Una batosta imprevista alla vigilia. Ma il copione della partita testimonia la giustezza del verdetto che impedisce ai bianconeri di raggiungere la vetta, almeno in attesa dei posticipi di oggi, e permette invece agli emiliani di vivere una serata esaltante.

Direte che mancavano Locatelli, Thuram, Yildiz, Boga, McKennie e Cambiaso. Ma si tratta di un alibi parziale. Ne scaturisce in particolare una immagine. E cioè che la Juventus non può giocare solo con due centrocampisti e con un uomo in meno, Kolo Muani, deludente, impalpabile.

Un rebus, la Signora. Ma il Diavolo senza forcone non è stato da meno. Due partite in una, Lazio-Milan, finita inevitabilmente in parità. Nel primo tempo la banda di Gattuso, sistemata benissimo a centrocampo, ha segnato 2 gol e ne ha sfiorati altrettanti.

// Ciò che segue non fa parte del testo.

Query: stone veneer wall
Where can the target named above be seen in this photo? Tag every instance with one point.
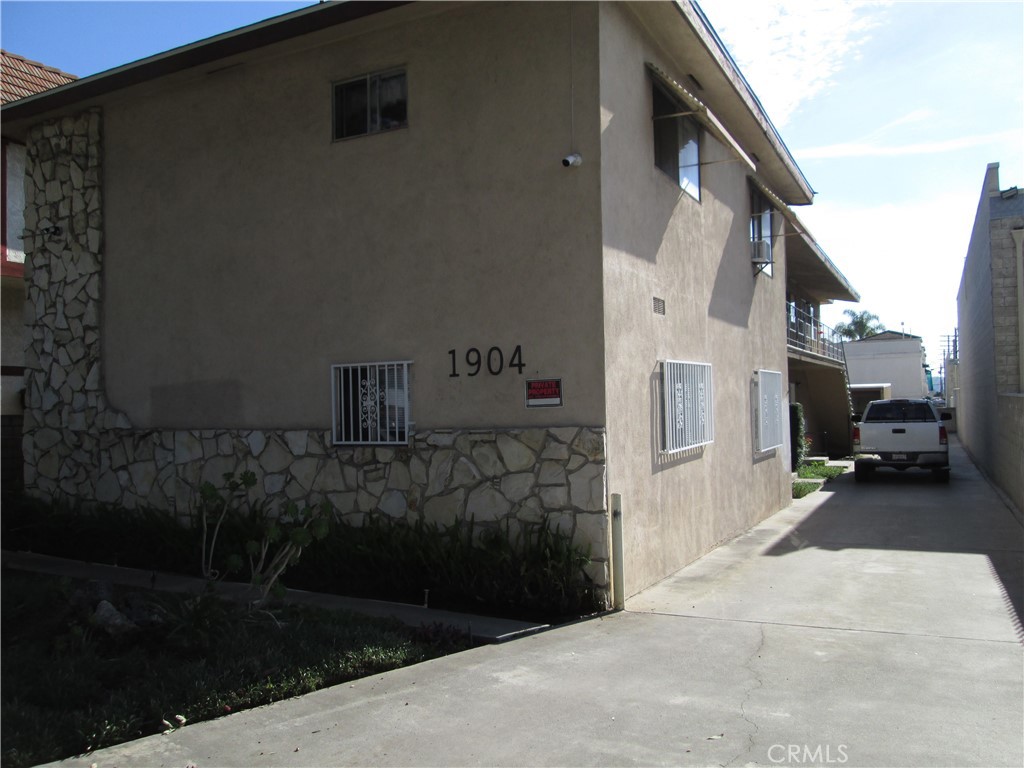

Poi il copione è cambiato per la flessione dei padroni di casa e i cambi di Amorim che ha cambiato il volto della sua squadra: fuori Modric, Estupinan e Loftus-Cheek, dentro Musah, Pulisic e soprattutto Moreira.

Il giocatore belga, di cittadinanza portoghese, pagato oltre 50 milioni, ha realizzato una doppietta in 100 secondi togliendo dall’imbarazzo l’ambiente rossonero. E, nello spicchio finale della partita, il Milan è parso perfino in grado di rovesciare il risultato come era successo all’Inter con il Napoli.

Azzeccate le scelte di Amorim perché Modric non ha illuminato la scena, Estupinan in marcatura è stato pessimo e Loftus-Cheek è parso un soprammobile. Di Moreira va aggiunto che è forse il giocatore più universale della compagnia, non solo esterno, ma anche centrocampista e punta aggiunta.

Pulisic s’è rivelato insostituibile nella sua capacità di verticalizzare la manovra, Musah ha coniugato tostaggine e qualità. Un altro Milan. E di questo l’allenatore dovrà tenere conto al di là dei nomi.

Deludente Ramos, l’acquisto più costoso della storia, sostituito solo al minuto 85 da Camarda. Pareggio giusto. Quanto basta alla Lazio per ritrovarsi in alto e al Milan per mantenere l’imbattibilità.

Male l’Atalanta, sconfitta per la seconda volta consecutiva, l’altra settimana dalla Roma, stavolta dal Cagliari in casa. E i sardi non pensavano di trovarsi a un passo dalla vetta dopo 4 giornate.

Complimenti al tecnico Pisacane che sta facendo maturare Romano, talento vero, e ha ritagliato il ruolo giusto a Maldini. Peccato che il giovanotto, ad alto tasso etilico, abbia causato un incidente in auto alle 5,30 del mattino successivo alla gara.

Chissà se l’episodio lo porterà a riflettere sul suo comportamento: a quell’ora un professionista non vaga per strada.